Despite the advantages of gradient variance reduction in near-convex problems, a natural discrepancy between theory and practice is that whether we should avoid the gradient noise in non-convex problems. To fill in the gap, we only focus on the variance reduction of noisy energy estimators to exploit the theoretical accelerations but no longer consider the variance reduction of the noisy gradients so that the empirical experience from stochastic gradient descents with momentum (M-SGD) can be naturally imported.
- Python 2.7
- PyTorch = 1.1 or similar
- numpy
- CUDA
Please cite our paper (link) if you find it useful in uncertainty estimations
@inproceedings{VR-reSGLD,
title={Accelerating Convergence of Replica Exchange Stochastic Gradient MCMC via Variance Reduction},
author={Wei Deng and Qi Feng and Georgios P. Karagiannis and Guang Lin and Faming Liang},
booktitle={International Conference on Learning Representations},
year={2021}
}
Momentum stochastic gradient descent (M-SGD) with 500 epochs, batch size 256 and decreasing learning rates
$ python bayes_cnn.py -sn 500 -chains 1 -lr 2e-6 -LRanneal 0.984 -T 1e-300 -burn 0.6
Stochastic Gradient Hamiltonian Monte Carlo (SGHMC) with annealing temperatures in warm-up period and fixed temperature afterward
$ python bayes_cnn.py -sn 500 -chains 1 -lr 2e-6 -LRanneal 0.984 -T 0.01 -Tanneal 1.02 -burn 0.6
Standard SGHMC with cylic learning rates and 1000 epochs
$ python bayes_cnn.py -sn 1000 -chains 1 -lr 2e-6 -LRanneal 1.0 -T 0.001 -cycle 5 -period 0 -burn 0.7
Standard Replica Exchange SGHMC (reSGHMC) with annealing temperatures in warm-up period and fixed temperature afterward
$ python bayes_cnn.py -sn 500 -chains 2 -lr 2e-6 -LRanneal 0.984 -T 0.01 -var_reduce 0 -period 2 -bias_F 1.5e5 -burn 0.6
Variance-reduced Replica Exchange SGLD with control variates updated every 2 epochs and fixed temperature after the warm-up period (Algorithm 1)

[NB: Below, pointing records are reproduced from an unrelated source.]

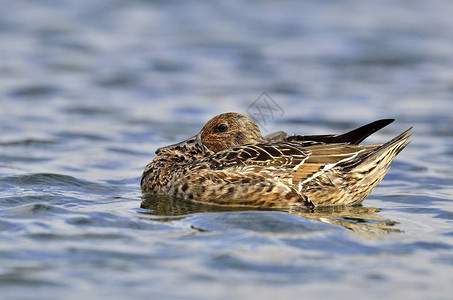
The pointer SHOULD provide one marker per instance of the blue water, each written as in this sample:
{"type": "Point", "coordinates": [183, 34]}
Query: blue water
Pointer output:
{"type": "Point", "coordinates": [89, 90]}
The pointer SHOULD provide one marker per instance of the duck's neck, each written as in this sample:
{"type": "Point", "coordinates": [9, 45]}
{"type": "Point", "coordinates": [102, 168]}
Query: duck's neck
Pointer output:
{"type": "Point", "coordinates": [170, 163]}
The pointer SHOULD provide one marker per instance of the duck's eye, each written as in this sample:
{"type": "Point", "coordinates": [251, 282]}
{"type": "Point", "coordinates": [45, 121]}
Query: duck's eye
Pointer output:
{"type": "Point", "coordinates": [221, 128]}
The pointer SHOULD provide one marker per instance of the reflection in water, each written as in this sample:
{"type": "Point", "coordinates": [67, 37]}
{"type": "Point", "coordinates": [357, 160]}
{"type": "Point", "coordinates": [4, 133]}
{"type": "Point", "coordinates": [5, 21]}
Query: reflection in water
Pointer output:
{"type": "Point", "coordinates": [356, 218]}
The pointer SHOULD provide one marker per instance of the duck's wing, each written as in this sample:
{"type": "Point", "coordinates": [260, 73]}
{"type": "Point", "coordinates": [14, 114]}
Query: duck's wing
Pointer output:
{"type": "Point", "coordinates": [353, 137]}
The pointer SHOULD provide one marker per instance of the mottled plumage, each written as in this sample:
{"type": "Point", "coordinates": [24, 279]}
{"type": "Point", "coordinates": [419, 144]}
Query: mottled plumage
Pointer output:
{"type": "Point", "coordinates": [229, 163]}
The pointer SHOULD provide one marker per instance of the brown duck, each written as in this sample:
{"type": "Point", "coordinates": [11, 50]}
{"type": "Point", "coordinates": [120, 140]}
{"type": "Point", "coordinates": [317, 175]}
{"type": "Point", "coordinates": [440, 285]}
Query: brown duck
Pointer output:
{"type": "Point", "coordinates": [229, 163]}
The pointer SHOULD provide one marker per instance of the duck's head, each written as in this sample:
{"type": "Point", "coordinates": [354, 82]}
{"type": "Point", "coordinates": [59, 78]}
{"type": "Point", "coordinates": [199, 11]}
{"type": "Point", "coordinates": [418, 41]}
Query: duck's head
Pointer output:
{"type": "Point", "coordinates": [223, 132]}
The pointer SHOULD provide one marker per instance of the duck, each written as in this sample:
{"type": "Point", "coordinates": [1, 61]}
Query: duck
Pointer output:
{"type": "Point", "coordinates": [229, 163]}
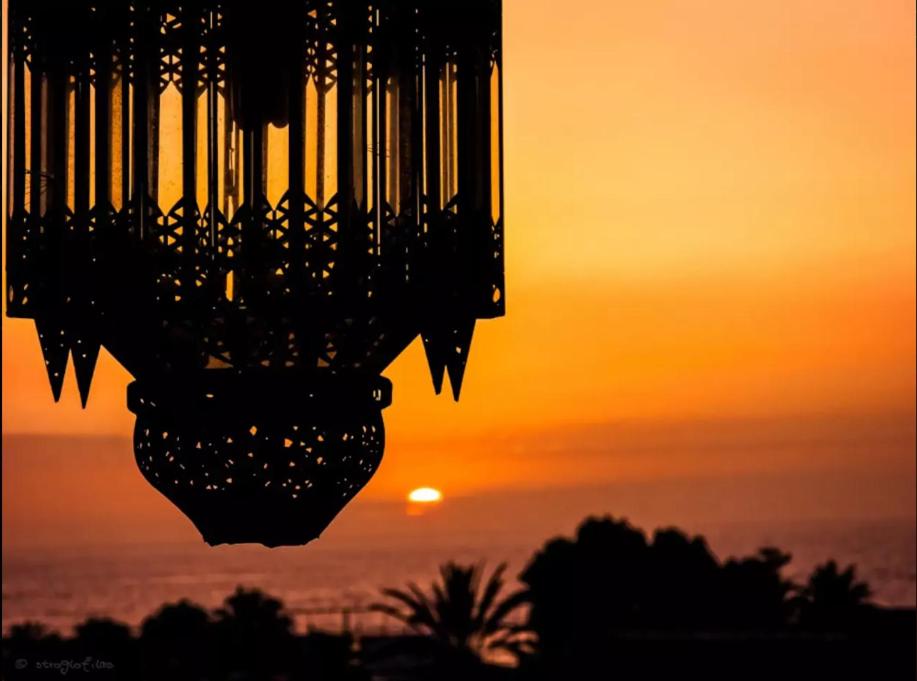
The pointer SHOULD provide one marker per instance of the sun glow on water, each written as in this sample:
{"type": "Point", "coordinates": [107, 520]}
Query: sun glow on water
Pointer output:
{"type": "Point", "coordinates": [425, 495]}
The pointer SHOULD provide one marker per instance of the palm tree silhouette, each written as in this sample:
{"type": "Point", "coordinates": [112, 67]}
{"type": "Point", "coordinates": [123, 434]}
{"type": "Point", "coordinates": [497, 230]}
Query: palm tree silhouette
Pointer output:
{"type": "Point", "coordinates": [833, 598]}
{"type": "Point", "coordinates": [463, 616]}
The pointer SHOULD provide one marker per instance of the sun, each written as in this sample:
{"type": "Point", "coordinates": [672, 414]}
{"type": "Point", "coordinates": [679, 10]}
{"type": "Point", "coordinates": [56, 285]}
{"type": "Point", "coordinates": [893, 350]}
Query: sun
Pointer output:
{"type": "Point", "coordinates": [425, 495]}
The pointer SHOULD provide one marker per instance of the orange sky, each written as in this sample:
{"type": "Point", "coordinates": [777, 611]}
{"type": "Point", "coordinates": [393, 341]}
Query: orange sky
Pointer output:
{"type": "Point", "coordinates": [711, 218]}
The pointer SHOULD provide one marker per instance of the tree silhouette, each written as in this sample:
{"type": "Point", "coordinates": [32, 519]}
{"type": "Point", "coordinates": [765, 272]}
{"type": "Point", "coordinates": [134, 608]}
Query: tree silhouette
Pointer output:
{"type": "Point", "coordinates": [833, 599]}
{"type": "Point", "coordinates": [463, 618]}
{"type": "Point", "coordinates": [176, 643]}
{"type": "Point", "coordinates": [254, 636]}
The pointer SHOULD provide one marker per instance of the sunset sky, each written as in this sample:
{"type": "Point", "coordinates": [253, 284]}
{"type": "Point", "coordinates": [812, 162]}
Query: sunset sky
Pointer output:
{"type": "Point", "coordinates": [710, 272]}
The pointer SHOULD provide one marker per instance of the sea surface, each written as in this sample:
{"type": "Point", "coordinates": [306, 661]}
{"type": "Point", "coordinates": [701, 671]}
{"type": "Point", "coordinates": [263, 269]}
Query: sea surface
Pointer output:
{"type": "Point", "coordinates": [62, 586]}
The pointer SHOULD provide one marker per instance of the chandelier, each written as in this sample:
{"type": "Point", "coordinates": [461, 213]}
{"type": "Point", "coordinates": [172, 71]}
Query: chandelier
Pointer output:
{"type": "Point", "coordinates": [255, 207]}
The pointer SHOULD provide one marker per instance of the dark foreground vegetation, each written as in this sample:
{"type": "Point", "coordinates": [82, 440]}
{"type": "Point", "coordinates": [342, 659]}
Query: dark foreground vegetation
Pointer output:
{"type": "Point", "coordinates": [609, 603]}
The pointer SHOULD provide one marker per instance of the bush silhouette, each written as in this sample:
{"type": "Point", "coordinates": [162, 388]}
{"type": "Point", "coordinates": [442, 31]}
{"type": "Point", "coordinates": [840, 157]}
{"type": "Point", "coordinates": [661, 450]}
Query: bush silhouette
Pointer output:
{"type": "Point", "coordinates": [177, 643]}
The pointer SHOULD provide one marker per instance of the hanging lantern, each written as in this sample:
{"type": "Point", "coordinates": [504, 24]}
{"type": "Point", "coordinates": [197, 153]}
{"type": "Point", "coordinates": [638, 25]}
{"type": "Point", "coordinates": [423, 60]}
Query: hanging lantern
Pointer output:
{"type": "Point", "coordinates": [255, 207]}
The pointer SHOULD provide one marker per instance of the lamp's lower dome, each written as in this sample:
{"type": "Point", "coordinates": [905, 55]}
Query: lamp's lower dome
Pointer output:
{"type": "Point", "coordinates": [259, 457]}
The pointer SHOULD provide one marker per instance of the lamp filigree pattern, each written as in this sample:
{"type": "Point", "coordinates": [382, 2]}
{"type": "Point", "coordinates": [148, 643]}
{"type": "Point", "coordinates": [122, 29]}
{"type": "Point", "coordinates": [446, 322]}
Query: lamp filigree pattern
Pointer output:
{"type": "Point", "coordinates": [255, 205]}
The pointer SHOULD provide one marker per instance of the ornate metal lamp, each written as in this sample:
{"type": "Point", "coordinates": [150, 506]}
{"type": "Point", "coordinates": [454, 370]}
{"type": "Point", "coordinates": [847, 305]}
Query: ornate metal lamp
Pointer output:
{"type": "Point", "coordinates": [255, 207]}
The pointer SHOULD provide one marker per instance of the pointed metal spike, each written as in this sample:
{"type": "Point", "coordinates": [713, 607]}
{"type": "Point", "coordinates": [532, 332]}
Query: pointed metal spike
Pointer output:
{"type": "Point", "coordinates": [55, 348]}
{"type": "Point", "coordinates": [458, 354]}
{"type": "Point", "coordinates": [85, 355]}
{"type": "Point", "coordinates": [434, 349]}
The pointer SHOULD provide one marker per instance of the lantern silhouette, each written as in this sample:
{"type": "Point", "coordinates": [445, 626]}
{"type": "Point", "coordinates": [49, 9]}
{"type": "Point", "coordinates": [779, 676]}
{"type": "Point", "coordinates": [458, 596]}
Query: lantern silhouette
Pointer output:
{"type": "Point", "coordinates": [255, 207]}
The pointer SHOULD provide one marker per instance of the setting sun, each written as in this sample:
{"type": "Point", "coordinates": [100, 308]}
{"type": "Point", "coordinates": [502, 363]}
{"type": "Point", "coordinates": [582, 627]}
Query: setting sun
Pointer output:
{"type": "Point", "coordinates": [425, 495]}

$ python bayes_cnn.py -sn 500 -chains 2 -lr 2e-6 -LRanneal 0.984 -T 0.01 -var_reduce 1 -period 2 -bias_F 1.5e5 -burn 0.6 -seed 85674
Variance-reduced Replica Exchange SGLD with adaptive control variates and fixed temperature after the warm-up period (Algorithm 2)
$ python bayes_cnn.py -sn 500 -chains 2 -lr 2e-6 -LRanneal 0.984 -T 0.01 -var_reduce 1 -period 2 -bias_F 1.5e5 -burn 0.6 -adapt_c 1
Variance-reduced Replica Exchange SGLD with adaptive control variates and a constant temperature (Algorithm 2)
$ python bayes_cnn.py -sn 500 -chains 2 -lr 2e-6 -LRanneal 0.984 -T 0.0001 -Tanneal 1 -var_reduce 1 -period 2 -bias_F 1.5e7 -burn 0.6 -adapt_c 1
Apply a temperature scaling of 2 for uncertainty calibration
$ python uncertainty_test.py -c VR_reSGHMC -T_scale 2
$ python uncertainty_test.py -c cSGHMC -T_scale 2
-
M. Welling, Y. Teh. Bayesian Learning via Stochastic Gradient Langevin Dynamics. ICML'11
-
W. Deng, Q. Feng, L. Gao, F. Liang, G. Lin. Non-convex Learning via Replica Exchange Stochastic Gradient MCMC. ICML'20.
-
W. Deng, Q. Feng, G. Karagiannis, G. Lin, F. Liang. Accelerating Convergence of Replica Exchange Stochastic Gradient MCMC via Variance Reduction. ICLR'21.